J’ai l’impression que c’est de toute façon OK (la formule de composition
ci-dessus est commutative et associative quelque soit le f choisi). Est-ce que
pour respecter le principe de relativité, il faut que si A est au repos par rapport
à B, alors un observateur en mouvement uniforme par rapport à A voie B se
déplacer par rapport à lui de la même façon que A ? Si oui, ça donne une
contrainte supplémentaire : f(0)=0. Est-ce qu’il faut que si un observateur se déplace à la vitesse v1 par rapport à moi, alors je me déplace à la vitesse -v1 par rapport à lui ? Si oui, ça donne une contrainte supplémentaire : f(-z)=-f(z).
Mais ça ne fait toujours pas beaucoup de contraintes. Par exemple
f(z)=z/sqrt(1-z^2/c^2) satisfait par exemple toutes les contraintes mentionnées ci-dessus. Pourquoi est-ce que cette fonction n’est pas acceptable ? Qu’est-ce qu’il y a de si spécial avec f(z)=ln[sqrt[(c+z)/(c-z)]] qui fasse que ce soit l’unique bonne réponse ?
C’est une mission impossible.
A la crèche déjà nos petits deviennent des physiciens, en expérimentant.
En vérifiant que si l’on met un objet dans un tuyau, et qu’on incline
le tuyau, on le récupère à l’autre extrémité, ou qu’un chiffon lâché
derrière le radiateur tombe sous le radiateur.

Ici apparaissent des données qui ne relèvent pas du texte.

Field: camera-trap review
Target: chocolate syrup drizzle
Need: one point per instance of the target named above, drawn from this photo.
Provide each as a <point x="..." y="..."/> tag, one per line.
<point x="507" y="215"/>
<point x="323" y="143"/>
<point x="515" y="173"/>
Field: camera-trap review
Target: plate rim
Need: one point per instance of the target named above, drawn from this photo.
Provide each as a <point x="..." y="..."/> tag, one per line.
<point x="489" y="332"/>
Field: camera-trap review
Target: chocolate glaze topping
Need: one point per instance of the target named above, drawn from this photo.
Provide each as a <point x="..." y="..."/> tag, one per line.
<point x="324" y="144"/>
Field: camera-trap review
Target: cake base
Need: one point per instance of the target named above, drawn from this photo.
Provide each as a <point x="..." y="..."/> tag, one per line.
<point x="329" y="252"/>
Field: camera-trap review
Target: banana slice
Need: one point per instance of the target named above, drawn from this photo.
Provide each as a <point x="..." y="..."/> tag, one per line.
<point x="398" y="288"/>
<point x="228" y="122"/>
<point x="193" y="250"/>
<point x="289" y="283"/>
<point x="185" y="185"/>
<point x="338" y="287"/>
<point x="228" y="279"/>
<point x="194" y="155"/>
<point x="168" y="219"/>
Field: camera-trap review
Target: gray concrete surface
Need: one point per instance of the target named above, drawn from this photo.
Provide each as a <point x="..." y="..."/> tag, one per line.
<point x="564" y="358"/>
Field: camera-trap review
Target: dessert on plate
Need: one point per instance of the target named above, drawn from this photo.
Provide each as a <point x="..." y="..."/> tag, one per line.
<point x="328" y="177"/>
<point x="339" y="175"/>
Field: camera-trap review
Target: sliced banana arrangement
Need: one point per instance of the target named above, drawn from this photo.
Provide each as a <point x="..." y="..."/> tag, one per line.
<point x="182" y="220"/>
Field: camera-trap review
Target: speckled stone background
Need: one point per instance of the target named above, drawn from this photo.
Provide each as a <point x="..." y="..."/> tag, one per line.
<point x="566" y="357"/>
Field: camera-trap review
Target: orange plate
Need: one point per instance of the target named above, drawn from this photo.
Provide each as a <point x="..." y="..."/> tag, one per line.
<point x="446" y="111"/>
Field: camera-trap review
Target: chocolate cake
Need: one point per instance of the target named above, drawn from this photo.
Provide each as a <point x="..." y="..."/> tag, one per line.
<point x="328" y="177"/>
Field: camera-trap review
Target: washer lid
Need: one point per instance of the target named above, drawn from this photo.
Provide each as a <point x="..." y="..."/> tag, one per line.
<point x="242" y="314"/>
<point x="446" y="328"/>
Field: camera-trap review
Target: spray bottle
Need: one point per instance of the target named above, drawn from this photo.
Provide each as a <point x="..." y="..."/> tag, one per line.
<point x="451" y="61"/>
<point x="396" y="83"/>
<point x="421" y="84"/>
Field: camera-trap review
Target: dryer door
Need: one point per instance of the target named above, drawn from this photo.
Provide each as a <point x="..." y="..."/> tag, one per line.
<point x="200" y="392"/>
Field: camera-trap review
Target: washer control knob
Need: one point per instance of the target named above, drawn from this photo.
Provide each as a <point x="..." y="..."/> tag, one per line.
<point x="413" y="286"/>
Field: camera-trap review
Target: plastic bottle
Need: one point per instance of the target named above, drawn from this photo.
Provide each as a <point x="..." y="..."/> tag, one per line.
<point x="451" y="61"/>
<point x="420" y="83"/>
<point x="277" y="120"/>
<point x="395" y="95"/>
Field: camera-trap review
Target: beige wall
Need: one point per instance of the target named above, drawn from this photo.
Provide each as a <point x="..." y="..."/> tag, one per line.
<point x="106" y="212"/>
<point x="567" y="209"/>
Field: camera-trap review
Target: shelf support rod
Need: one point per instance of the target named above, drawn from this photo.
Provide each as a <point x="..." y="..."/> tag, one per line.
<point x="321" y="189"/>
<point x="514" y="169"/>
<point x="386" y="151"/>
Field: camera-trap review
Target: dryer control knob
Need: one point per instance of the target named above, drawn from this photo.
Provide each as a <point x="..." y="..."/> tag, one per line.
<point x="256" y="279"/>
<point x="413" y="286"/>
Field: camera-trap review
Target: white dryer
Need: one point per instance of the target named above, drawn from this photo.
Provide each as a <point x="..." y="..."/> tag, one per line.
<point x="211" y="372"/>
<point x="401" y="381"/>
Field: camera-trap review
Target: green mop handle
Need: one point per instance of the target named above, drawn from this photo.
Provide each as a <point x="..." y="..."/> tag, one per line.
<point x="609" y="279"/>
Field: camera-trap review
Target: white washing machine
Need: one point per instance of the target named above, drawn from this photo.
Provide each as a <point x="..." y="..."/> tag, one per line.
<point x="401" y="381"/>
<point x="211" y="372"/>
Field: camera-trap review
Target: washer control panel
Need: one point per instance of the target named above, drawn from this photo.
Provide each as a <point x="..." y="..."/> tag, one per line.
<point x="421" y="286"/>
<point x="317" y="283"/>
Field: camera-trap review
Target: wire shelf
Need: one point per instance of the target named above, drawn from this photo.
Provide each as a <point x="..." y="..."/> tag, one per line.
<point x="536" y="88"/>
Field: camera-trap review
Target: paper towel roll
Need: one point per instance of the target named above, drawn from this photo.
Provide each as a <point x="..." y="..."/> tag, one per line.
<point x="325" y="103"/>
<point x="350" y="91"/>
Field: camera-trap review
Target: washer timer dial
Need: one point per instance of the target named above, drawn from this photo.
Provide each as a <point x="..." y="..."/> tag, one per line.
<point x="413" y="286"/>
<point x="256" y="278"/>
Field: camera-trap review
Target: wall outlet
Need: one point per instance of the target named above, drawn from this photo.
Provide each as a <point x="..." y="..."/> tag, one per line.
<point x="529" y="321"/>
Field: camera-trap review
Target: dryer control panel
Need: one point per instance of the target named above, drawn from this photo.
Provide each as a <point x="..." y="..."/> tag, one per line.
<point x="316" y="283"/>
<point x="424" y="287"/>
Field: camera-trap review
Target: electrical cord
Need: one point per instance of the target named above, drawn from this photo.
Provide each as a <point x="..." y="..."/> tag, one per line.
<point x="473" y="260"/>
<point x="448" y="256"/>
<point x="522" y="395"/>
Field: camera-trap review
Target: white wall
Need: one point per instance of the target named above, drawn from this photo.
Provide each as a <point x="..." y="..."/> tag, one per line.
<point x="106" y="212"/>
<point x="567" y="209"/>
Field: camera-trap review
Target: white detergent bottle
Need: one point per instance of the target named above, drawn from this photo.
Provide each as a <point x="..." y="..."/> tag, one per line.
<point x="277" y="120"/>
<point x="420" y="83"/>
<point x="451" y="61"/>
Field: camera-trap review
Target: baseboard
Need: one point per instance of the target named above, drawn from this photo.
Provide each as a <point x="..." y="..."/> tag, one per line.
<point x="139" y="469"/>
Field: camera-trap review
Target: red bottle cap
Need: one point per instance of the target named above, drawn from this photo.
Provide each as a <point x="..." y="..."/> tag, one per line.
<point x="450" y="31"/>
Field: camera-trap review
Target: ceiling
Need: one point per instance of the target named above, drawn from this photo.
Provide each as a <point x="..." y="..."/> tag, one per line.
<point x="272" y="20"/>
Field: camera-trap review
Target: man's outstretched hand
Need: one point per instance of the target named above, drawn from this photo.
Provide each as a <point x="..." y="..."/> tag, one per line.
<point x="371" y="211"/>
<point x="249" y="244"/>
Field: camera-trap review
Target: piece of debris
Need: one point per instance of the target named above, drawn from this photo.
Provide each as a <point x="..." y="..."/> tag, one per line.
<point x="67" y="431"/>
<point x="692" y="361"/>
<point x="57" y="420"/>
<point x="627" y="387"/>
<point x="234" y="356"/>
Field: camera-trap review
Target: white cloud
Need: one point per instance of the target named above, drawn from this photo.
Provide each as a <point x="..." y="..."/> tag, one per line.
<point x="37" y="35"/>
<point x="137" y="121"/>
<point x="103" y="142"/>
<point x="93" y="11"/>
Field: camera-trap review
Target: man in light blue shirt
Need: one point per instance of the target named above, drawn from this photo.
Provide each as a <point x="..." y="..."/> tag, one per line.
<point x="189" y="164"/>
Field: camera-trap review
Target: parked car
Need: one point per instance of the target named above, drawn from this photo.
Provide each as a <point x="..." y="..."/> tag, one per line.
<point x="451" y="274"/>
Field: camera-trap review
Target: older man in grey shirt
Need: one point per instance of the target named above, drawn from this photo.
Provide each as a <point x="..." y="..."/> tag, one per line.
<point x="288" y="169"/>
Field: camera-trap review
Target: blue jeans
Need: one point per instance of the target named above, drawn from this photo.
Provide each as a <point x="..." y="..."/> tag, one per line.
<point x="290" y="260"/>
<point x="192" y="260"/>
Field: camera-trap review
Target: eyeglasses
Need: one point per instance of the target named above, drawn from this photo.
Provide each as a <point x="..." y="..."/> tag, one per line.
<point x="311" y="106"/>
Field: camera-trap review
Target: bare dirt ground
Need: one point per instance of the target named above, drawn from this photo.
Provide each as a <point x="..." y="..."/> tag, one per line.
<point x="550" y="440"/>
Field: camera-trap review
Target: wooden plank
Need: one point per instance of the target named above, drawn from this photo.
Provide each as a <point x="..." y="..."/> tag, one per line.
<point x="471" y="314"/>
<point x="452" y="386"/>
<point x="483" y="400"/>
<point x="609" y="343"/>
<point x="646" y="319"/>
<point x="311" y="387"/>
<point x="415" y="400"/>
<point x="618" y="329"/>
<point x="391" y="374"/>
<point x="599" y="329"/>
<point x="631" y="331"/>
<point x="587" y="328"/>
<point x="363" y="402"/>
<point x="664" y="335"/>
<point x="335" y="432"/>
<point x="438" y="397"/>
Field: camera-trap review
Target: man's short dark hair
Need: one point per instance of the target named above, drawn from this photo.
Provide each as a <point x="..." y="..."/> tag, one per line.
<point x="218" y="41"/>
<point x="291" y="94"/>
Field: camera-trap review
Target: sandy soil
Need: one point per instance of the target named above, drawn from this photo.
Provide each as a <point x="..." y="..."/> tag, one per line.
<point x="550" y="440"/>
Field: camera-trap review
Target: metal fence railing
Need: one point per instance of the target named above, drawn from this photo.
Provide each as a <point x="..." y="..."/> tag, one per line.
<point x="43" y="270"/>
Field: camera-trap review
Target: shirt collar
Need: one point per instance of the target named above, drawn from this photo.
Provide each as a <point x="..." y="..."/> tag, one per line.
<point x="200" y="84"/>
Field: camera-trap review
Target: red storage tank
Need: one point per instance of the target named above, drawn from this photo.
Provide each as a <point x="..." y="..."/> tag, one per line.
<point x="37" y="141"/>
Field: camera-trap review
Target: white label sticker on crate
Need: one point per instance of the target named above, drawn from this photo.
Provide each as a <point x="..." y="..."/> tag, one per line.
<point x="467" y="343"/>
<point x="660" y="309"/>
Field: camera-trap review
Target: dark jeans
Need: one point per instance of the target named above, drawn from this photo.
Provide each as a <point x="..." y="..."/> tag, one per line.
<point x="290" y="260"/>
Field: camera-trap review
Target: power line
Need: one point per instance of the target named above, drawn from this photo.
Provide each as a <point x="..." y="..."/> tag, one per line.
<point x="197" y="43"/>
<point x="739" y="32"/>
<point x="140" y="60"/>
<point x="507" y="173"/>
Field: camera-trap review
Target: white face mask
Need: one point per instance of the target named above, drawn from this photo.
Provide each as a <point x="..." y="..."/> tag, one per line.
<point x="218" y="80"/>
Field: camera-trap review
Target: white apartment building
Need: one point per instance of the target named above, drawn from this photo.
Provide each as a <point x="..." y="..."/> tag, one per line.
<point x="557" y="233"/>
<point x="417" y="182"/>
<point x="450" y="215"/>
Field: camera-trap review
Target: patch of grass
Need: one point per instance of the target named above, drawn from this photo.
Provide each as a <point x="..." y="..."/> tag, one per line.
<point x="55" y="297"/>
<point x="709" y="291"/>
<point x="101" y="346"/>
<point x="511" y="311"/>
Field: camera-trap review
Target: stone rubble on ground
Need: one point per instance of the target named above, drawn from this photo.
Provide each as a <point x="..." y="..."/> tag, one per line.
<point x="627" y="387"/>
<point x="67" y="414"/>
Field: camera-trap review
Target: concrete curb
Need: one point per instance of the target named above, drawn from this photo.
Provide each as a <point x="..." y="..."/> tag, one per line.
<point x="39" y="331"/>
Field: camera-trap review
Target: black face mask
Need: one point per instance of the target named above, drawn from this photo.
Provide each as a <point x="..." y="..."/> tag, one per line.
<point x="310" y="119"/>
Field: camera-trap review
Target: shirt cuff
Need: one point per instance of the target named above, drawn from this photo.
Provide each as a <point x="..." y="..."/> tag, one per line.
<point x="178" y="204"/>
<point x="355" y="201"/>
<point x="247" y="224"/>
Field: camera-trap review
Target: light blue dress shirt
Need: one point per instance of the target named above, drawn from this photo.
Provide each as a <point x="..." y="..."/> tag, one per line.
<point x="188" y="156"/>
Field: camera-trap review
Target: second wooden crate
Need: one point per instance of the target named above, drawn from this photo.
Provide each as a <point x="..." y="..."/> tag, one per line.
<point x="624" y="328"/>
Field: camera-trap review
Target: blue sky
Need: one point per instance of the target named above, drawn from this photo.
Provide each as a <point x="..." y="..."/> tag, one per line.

Mais il n’existe pas d’expérimentation faisable par les gamins de 12
ans qui puisse aboutir à la RR.
Tout au plus, après expérimentations et lectures qui leur fassent bien assimiler la relativité galiléenne, ce qui est loin d’être gagné, il n’y a qu’à voir le nombre d’aviateurs chevronnés qui ne l’ont pas encore assimilée, on peut les mettre devant la contradiction apportée par l’expérience de Michelson et Morley : il y a donc une limite supérieure de validité à la relativité galiléenne. Il n’est pas raisonnable de cherche à poursuivre au delà avec des gamins de douze ans.
Et s’il faut poursuivre, ce n’est pas forcément dans le sens historique de la RR, mais sur deux de ses développements ultérieurs.
D’une part les expériences de la variation d’une horloge selon sa
position en altitude, donc de son potentiel gravitationnel, faites à
Harvard en 1959 par Pound et Rebka.
D’autre part la révolution broglienne que de Broglie n’acheva jamais :
La fréquence intrinsèque de tout quanton doté de masse, est vue de tout
autre repère à travers la transformation de Lorentz. D’où la longueur
d’onde finale, non-relativiste aux basses vitesses, mais obtenue par
des moyens relativistes (1923 : théorème d’harmonie des phases).
D’où aussi l’expérience de Gouanère et Al :
pour un électron suffisamment accéléré, ultra-relativiste, sa fréquence
d’horloge vue par un réseau cristallin devient compatible avec la
distance réticulaire. Strictement impossible hors relativité, ce
ralentissement apparent d’horloge.
Enfin, rappeler quand même que les rapidités, définies comme argument
sinus hyperboliques de la vitesse en unités c,
sinh(r/c) = v/c
forment bien un espace vectoriel, et demeurent fidèles à la relativité
galiléennes, elles, au contraire des vitesses.